7. Implications and Future Directions

  • How this changes the landscape
  • Demonstrates that supervised multitask signals can be integrated at pre-training time using scalable, open-source synthesis, improving both general capabilities and domain adaptation without closed-model distillation.
  • Suggests a path to smaller-but-stronger models through data-centric pre-training, potentially lowering the barrier for specialized or resource-constrained deployments.
  • Follow-up research
  • Post-verification and filtering of synthetic data to reduce noise (the paper points to iterative filtering and verifier-based pipelines; Limitations).
  • Mixture optimization: principled methods (e.g., DoReMi-like) to balance raw text, synthesized tasks, and domain instructions during pre-training.
  • Scaling studies: characterize how instruction pre-training benefits evolve with model size and trillions of tokens.

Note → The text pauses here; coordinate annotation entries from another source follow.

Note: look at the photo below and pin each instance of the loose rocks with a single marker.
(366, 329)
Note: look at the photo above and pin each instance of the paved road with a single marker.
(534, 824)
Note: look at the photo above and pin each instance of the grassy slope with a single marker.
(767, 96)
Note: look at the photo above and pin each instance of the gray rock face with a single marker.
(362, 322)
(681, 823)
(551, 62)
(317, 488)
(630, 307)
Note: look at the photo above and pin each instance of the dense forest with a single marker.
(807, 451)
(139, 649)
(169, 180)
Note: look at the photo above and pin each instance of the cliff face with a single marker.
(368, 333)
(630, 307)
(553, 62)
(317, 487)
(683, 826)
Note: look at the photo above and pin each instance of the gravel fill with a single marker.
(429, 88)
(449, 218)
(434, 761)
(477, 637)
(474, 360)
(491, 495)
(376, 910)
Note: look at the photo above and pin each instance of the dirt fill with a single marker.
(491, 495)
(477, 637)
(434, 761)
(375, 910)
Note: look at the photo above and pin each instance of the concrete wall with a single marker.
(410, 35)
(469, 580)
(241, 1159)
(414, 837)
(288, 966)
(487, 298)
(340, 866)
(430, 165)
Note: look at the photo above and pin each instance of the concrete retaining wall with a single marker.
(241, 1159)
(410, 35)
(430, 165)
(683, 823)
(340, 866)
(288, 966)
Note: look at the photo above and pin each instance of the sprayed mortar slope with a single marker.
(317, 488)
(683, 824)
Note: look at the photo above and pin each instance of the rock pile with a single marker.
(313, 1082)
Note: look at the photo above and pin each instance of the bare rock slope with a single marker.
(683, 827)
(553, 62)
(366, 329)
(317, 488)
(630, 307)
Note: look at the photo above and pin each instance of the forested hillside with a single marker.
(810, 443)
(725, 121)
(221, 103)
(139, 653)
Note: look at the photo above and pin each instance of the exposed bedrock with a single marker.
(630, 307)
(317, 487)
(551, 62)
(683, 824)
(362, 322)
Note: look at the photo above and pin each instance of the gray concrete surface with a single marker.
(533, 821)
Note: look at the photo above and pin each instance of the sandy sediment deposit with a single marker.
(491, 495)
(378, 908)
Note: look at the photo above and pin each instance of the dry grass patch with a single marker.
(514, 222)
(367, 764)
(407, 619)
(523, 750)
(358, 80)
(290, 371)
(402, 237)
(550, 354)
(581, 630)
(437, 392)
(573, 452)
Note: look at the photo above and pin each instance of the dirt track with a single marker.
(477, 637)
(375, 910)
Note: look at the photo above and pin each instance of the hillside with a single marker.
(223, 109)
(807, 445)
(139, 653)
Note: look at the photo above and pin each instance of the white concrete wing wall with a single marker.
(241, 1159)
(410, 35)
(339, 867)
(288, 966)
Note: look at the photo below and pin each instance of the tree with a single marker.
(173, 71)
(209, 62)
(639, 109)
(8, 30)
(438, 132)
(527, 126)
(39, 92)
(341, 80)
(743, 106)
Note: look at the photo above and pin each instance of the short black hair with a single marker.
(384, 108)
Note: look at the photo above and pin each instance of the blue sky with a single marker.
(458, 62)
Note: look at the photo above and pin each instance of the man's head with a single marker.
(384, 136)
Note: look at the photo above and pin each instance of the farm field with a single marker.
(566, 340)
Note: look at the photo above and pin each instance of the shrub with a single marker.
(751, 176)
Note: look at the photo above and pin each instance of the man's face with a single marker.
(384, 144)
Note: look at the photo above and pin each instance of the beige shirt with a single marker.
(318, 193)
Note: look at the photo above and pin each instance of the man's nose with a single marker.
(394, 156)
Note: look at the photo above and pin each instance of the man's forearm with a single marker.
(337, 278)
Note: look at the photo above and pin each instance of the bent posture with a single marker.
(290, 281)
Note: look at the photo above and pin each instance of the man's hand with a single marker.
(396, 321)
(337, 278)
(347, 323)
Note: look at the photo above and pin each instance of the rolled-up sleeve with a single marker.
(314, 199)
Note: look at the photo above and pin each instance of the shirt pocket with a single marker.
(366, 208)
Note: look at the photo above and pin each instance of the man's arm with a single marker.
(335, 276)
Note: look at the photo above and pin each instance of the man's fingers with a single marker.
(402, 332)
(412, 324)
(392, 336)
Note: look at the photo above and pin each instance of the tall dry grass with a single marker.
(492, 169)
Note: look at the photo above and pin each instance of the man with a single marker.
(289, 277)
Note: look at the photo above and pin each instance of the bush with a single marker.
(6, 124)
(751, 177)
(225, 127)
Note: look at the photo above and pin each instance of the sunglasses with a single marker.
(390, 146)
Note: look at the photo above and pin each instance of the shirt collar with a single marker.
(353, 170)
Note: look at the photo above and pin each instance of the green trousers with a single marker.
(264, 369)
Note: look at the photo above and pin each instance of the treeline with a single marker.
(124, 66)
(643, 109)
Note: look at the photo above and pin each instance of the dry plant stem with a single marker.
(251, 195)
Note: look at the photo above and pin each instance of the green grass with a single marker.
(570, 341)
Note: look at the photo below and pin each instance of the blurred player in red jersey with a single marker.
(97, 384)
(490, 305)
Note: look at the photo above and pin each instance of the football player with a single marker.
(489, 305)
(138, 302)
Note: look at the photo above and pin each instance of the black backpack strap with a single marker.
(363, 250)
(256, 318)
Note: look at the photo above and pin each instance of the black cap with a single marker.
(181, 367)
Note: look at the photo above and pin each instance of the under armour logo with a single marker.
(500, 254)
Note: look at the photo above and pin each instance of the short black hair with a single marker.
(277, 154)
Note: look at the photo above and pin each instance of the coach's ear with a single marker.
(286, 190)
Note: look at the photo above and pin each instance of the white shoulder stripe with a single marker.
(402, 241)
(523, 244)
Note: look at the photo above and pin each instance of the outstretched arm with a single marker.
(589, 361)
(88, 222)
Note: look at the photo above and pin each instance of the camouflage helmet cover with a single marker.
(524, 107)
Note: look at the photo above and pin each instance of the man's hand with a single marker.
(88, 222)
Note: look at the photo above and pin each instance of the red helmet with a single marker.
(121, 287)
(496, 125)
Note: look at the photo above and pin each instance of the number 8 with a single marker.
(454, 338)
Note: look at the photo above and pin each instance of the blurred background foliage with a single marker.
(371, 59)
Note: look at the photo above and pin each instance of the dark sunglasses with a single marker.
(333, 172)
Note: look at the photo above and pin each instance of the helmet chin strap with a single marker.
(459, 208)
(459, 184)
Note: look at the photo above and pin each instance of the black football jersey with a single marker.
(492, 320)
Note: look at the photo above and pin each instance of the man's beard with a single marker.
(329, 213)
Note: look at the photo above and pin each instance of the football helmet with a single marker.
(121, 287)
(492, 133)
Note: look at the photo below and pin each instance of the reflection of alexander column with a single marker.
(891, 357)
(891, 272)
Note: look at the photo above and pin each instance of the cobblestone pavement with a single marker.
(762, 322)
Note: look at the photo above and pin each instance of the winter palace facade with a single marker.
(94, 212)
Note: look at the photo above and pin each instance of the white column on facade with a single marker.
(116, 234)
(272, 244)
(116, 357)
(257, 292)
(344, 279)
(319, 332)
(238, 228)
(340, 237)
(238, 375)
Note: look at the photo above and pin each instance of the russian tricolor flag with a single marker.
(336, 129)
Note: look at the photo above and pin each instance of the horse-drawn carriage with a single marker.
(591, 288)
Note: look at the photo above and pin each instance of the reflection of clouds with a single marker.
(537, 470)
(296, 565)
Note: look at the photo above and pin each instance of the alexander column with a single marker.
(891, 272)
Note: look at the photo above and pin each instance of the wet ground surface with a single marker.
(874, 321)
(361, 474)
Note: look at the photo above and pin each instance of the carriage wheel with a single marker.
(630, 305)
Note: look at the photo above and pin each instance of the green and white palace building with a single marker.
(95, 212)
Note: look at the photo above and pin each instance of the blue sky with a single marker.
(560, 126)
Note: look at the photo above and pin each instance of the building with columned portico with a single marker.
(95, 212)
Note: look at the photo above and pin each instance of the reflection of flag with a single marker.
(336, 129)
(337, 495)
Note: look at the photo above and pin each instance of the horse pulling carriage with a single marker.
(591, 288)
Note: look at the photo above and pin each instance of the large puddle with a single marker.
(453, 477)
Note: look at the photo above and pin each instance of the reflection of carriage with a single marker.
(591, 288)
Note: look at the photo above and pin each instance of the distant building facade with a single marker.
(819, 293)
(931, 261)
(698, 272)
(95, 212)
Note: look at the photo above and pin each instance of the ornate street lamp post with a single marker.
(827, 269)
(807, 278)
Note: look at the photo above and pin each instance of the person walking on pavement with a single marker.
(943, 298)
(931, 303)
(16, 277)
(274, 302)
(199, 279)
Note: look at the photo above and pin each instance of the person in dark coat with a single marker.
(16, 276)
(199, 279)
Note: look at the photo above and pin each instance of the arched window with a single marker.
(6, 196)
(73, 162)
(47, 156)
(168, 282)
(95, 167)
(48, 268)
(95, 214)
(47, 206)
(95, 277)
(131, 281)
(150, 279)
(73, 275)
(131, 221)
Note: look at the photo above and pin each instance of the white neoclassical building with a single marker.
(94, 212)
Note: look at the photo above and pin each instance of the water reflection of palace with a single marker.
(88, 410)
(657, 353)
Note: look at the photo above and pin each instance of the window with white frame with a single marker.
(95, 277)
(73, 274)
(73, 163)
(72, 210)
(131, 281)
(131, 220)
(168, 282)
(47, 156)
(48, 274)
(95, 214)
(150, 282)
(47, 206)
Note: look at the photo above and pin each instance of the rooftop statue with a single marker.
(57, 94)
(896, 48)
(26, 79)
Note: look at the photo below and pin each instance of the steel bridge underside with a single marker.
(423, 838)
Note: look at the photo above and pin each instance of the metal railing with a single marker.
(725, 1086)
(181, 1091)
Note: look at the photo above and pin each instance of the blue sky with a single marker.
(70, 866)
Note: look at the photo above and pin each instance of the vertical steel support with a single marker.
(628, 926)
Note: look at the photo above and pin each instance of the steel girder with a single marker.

  • Richer synthesizers: incorporate retrieval, tool use, or cross-document grounding to generate harder, more compositional tasks.
  • Safety and bias: evaluate how synthetic supervision affects harmful bias propagation and robustness.
  • Practical applications
  • Domain LMs (finance, biomedicine, law) via continual instruction pre-training that rivals much larger models (Table 3).
  • Pre-training pipelines for organizations that cannot rely on closed APIs for data synthesis.
  • Faster and more stable downstream instruction tuning of base models (Figure 4), reducing fine-tuning compute and time.

Overall, the work provides a concrete, reproducible recipe—build an open instruction synthesizer, generate diverse grounded tasks from raw corpora in multiple rounds, and pre-train on these instruction-augmented texts—that consistently improves generalization and domain transfer while being computationally pragmatic.